Sosok lain yang turut meramaikan ping pong isu Pemred,
kebijakan, dan prakteks jurnalisme di redaksi Radar Bolmong adalah Korlip Harian MP, Idham Malewa. Saya, kemudian
Ahmad Alheid, sudah mengulas BC BBM yang dilayangkan Idham ke mana-mana.
Ternyata masih ada BC susulan yang akhirnya diteruskan ke BB saya. Sedap betul
menikmati kesia-siaan Idham membela diri dan institusi di mana dia bernaung,
bahkan dengan menuduh tulisan saya hanya berdasar informasi dari barisan sakit
hati.
Santai saja, Idham, saya pengkonsumsi yang lamban dan
cermat, apalagi kalau sajian di hadapan sangat menggugah selera. Cepat atau
lambat, setelah selesai dengan Radar
Bolmong, saya akan mulai mencicipi porsi yang lebih besar: induknya.
Namun mendadak saya terselak tatkala menjejak bagian di mana
ayat Al Qur’an dikutip. Maaf Idham, saya tidak melanjutkan menyimak BC Anda.
Kita sedang membongkar praktek busuk pemerasan dan perampokan berkedok
jurnalisme, bukan tentang bagaimana caranya orang masuk sorga. Membedah
kebijakan dan praktek jurnalisme yang dimotori Pemred di sebuah media di
Indonesia mesti menggunakan ayat-ayat UU No 40/1999, KEJ, dan hasil ijtihad para bijak bestari jurnalistik;
bukan ayat kitab suci, perkataan dan perbuatan Nabi/Rasul, atau ijtihad para ulama dan orang-orang suci.
Tugas seorang jurnalis mencari, menemukan, menguji, dan
akhirnya menuangkan fakta, bukti, dan kesaksian sebagai tulisan atau berita. Tidak
ada kaitannya dengan keberagamaan seorang sumber atau haram-halalnya bukti yang
ditemukan. Tidak ada pula kaitannya dengan apakah seorang sumber berita
sedang sakit hati, patah hati, atau gundah hati, dengan kesahihan dan
kredibilitasnya? Di mana Anda belajar jurnalistik, siapa yang mengajari, dan
sampai di bab apa? Saya kok merasa
Anda belum pantas menyandang jabatan Korlip.

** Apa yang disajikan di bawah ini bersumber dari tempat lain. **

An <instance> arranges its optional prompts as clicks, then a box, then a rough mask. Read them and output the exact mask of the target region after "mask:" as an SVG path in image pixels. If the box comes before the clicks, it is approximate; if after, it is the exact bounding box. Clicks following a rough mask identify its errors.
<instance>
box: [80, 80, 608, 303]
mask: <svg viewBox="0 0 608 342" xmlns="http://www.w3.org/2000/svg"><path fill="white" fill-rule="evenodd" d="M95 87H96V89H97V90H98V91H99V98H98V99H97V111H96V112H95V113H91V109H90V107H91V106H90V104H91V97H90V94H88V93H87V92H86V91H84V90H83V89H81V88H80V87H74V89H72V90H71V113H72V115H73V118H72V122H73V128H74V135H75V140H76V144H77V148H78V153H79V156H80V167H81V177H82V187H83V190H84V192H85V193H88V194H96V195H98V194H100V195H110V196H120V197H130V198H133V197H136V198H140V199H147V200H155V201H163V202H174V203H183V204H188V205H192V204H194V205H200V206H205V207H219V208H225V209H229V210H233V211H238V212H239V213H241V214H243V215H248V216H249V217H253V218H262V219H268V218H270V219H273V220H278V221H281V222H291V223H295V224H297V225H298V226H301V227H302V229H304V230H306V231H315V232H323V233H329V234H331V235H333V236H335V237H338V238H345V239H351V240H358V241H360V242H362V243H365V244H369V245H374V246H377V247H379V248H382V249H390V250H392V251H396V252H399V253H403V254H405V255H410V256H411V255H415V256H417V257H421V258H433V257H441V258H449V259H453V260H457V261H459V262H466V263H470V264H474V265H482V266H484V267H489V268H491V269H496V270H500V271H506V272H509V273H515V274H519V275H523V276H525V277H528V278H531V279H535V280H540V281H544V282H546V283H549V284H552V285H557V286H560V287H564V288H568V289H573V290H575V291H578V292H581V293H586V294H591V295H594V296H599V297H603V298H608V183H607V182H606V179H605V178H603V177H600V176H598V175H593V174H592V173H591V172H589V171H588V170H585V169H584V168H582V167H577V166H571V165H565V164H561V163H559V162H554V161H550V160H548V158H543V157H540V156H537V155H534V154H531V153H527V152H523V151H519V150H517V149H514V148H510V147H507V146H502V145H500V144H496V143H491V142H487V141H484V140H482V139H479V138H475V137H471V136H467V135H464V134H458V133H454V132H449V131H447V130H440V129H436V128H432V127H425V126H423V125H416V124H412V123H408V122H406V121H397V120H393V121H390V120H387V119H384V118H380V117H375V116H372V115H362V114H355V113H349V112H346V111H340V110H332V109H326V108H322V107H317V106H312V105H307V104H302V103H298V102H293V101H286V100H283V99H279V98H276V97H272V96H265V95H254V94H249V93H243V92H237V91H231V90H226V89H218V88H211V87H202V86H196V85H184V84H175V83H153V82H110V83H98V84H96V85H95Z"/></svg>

Akan halnya aspirasi lain Idham Malewa yang dia BC, saya
sepakat dan aminkan saja. Toh Korlip
MP ini hanya mewakili kegundahannya sendiri, bukan atas nama institusi di mana
dia bernaung. Siapa yang lebih dipercaya, saya atau orang-perorang dari Radar Bolmong maupun induknya, penilaiannya
kita serahkan pada orang ramai serta konsumen media di BMR khususnya dan Sulut
umumnya.***
Singkatan dan Istilah
yang Digunakan:
BB: BlackBerry; BBM: BlackBerry Messenger; BC: Broadcast; KEJ: Kode Etik Jurnalistik; masochist: Orang yang menikmati penderitaan/penyiksaan; MP: Manado Post; PANDU: PAN Muda untuk Indonesia; sekuter: Selebriti Kurang Terkenal; Sulut: Sulawesi Utara; torturer: Penyiksa; UKM:
Unit Kegiatan Mahasiswa; Unsrat:
Universitas Sam Ratulangi; dan UU: Undang-undang.